Articles

gezondheid van vrouwen: aandoeningen & behandelingen

  • Maak een afspraak
  • Verwijs een patiënt
  • aandeel
  • Print

ovulatie-inductie

ovulatie is het vrijkomen van een rijpe eicel uit de eierstok. Normaal gesproken gebeurt dit ongeveer om de 28 dagen. De tijd vanaf het begin van de periode tot de ovulatie is variabel; maar het is meestal 14 dagen van de ovulatie naar de volgende periode. Anovulation is de afwezigheid van ovulatie. Anovulation wordt vaak gecorrigeerd met vruchtbaarheidsdrugs in een proces genoemd ovulatieinductie. Ovulatie-inductie wordt ook uitgevoerd bij patiënten die ovulatie zijn om de kans op zwangerschap te verhogen. De meeste zwangerschappen komen voor in drie cycli van een bepaalde therapie.

vaak voorgeschreven geneesmiddelen zijn: clomifeencitraat, humaan choriongonadotrofine, follikelstimulerend hormoon en humaan menopauzaalgonadotrofine.

Clomifeencitraat (CC) wordt vaak gebruikt om ovulatoire stoornissen te corrigeren.
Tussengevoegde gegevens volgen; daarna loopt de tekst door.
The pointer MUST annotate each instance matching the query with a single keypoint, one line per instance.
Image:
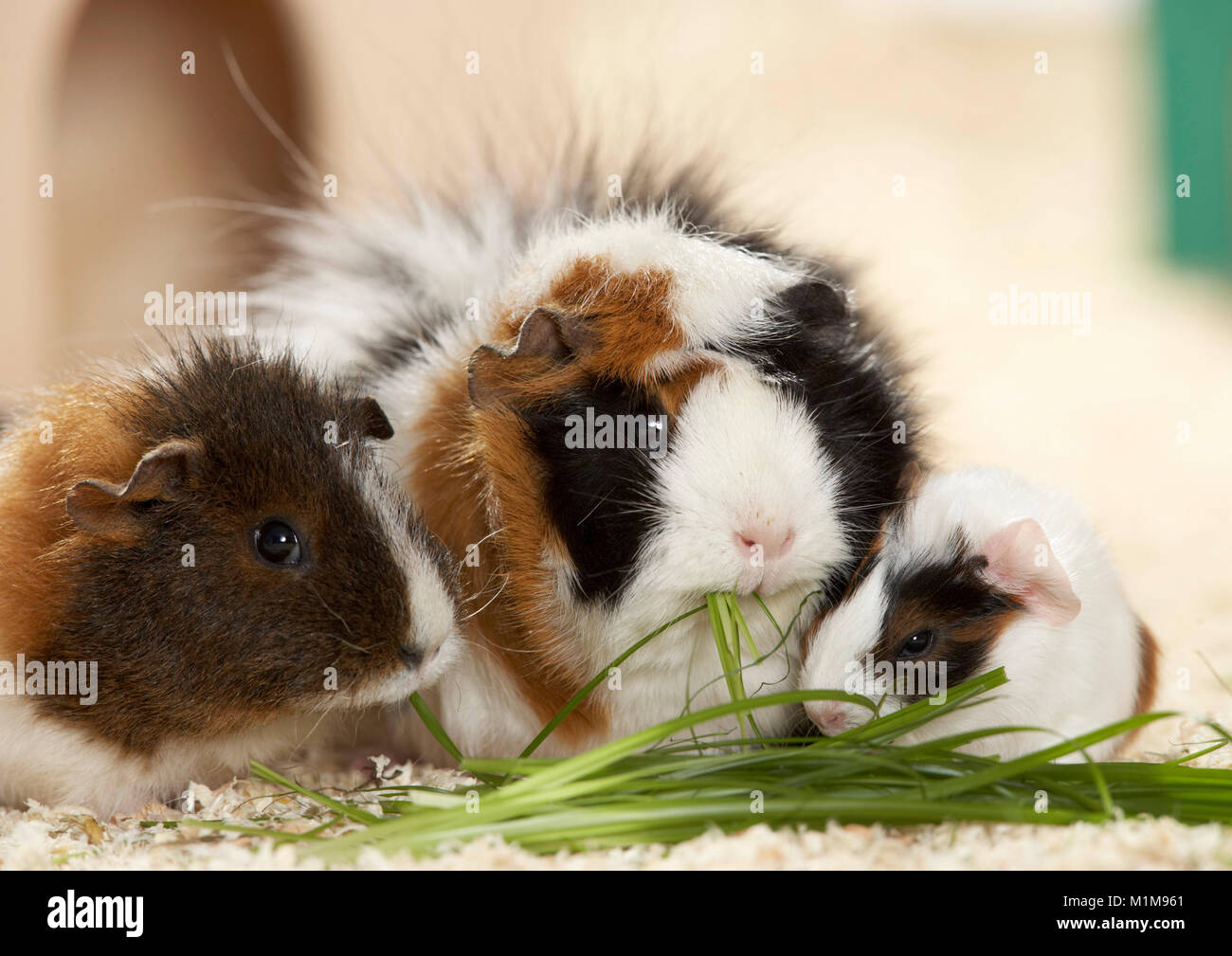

Ongeveer 80 procent van de individuen zal ovuleren en ongeveer 40 procent zal een zwangerschap te bereiken met behulp van CC. CC wordt gewoonlijk gestart met een dosis van 50 – 100 mg dagelijks via de mond op dag 3 tot 5 van de cyclus en voortgezet gedurende 5 dagen. De ovulatie komt gewoonlijk een week na de laatste dosis clomiphene voor, van dagen 12 tot 21 van de cyclus. De totale cyclus kan oplopen tot 35 dagen. Documentatie van de ovulatie kan worden bevestigd met een dag 21 progesteron bloedtest, basale lichaamstemperatuur grafiek of een urine ovulatie voorspeller kit. Indien de ovulatie niet wordt bereikt, wordt de dosis in stappen van 50 mg verhoogd tot een maximale dosis van 150 mg per dag.

De bijwerkingen van CC zijn:

  • opvliegers (10%)
  • buikklachten (5%)
  • Misselijkheid en braken (2.2%)
  • Hoofdpijn (1.3%)
  • Visuele symptomen (1.5%)
  • Stemmingswisselingen

De risico ‘ s van CC meerdere zwangerschap, cysten, torsie (verdraaiing van de eierstokken), en ovariële hyperstimulatie syndroom. Een verhoogd risico op eierstokkanker is besproken en de gegevens zijn tegenstrijdig; het wordt echter aanbevolen om het aantal cycli tot de noodzakelijke te beperken.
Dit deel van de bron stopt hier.